Gorman was also a strategic adviser to the agency and helped raise money to build a teen center that provides services for homeless and runaway youths.

Gorman was the most powerful private person in Maine, but he often thought about ways to help the “least powerful, most easily forgotten people in the state,” Swann said. “What a lesson from Leon for all of us.”

Tom Deans, former executive director of the Appalachian Mountain Club, talked about Gorman’s love of the outdoors. Deans and his wife, Penny, and Gorman and his wife, Lisa, hiked together on trails around the world and in New England. He said Gorman served as the “map-reader” and preferred the most difficult route over the easiest one when given an option.

Gorman’s work ethic was apparent in his philanthropy as well.

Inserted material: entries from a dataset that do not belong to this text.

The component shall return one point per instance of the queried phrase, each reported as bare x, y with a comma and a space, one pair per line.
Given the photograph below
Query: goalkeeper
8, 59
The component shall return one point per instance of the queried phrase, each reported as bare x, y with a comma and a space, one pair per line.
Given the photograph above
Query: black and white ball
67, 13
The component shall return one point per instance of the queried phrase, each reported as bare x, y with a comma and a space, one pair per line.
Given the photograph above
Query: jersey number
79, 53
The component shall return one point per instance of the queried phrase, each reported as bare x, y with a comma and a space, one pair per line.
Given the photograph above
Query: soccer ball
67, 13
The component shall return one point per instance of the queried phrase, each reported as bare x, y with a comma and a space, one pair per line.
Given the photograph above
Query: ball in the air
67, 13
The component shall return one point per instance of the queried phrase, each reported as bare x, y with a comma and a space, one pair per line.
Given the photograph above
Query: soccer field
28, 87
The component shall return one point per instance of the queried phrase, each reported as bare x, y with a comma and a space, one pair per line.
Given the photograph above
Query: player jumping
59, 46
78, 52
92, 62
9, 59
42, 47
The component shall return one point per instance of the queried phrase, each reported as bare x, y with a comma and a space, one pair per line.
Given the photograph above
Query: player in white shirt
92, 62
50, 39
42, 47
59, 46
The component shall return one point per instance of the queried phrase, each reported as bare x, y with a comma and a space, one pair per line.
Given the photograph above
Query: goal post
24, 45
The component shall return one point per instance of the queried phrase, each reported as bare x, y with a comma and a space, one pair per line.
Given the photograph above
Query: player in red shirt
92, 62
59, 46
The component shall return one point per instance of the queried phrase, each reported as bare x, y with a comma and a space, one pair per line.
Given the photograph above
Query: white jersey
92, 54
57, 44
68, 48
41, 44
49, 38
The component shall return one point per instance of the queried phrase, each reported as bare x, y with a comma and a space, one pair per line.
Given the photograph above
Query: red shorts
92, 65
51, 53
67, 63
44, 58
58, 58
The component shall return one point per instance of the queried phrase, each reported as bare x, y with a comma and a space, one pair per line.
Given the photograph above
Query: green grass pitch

Gorman carefully studied proposals before donating money for land-protection efforts, Deans said. The efforts include the preservation of the “100-mile wilderness,” the wildest and most challenging section the Appalachian Trail, as well as a 4,000-acre addition to Baxter State Park and 185,000 acres along the St. John River. Last year, Gorman donated Lanes Island, an old L.L. Bean hunting preserve in Casco Bay, to the Maine Coast Heritage Trust.

Gorman was a reserved and methodical man who planned his hunting trips two weeks in advance, and he was so devoted to L.L. Bean that he would go to work on Christmas Day, said his daughter, Jennifer Gorman. Yet Gorman was also a warm man who loved life and cared deeply about his family and his employees, she said.

Many of the people attending the service were L.L. Bean employees. When Gorman visited a work site, people would get nervous because he was the boss, but Gorman tried to put everyone at ease, said Jennifer Rich of Scarborough, a customer service representative who began working at L.L. Bean 37 years ago.

“You trusted him. You knew he meant well,” she said. “He was a very nice person. He wasn’t just an L.L. Bean icon.”

Gorman is credited with modernizing L.L. Bean, guiding it during a period of explosive growth. Revenues increased from just under $5 million in 1967 to $1.6 billion in 2013 when he stepped down as chairman.

“Leon took his grandfather’s company and built a legend,” said Elaine Rosen, a close family friend who introduced the service. Rosen, former president of Unum Life Insurance Co., had worked with Gorman at Preble Street, where she serves on the board of directors.

Gorman’s stepson Shimon Cohen and niece Lauren Amron also spoke.

Gorman spent four years in the Navy before joining L.L. Bean in 1960. After the service, his casket was draped with an American flag. The burial in Yarmouth, where Gorman grew up, was private.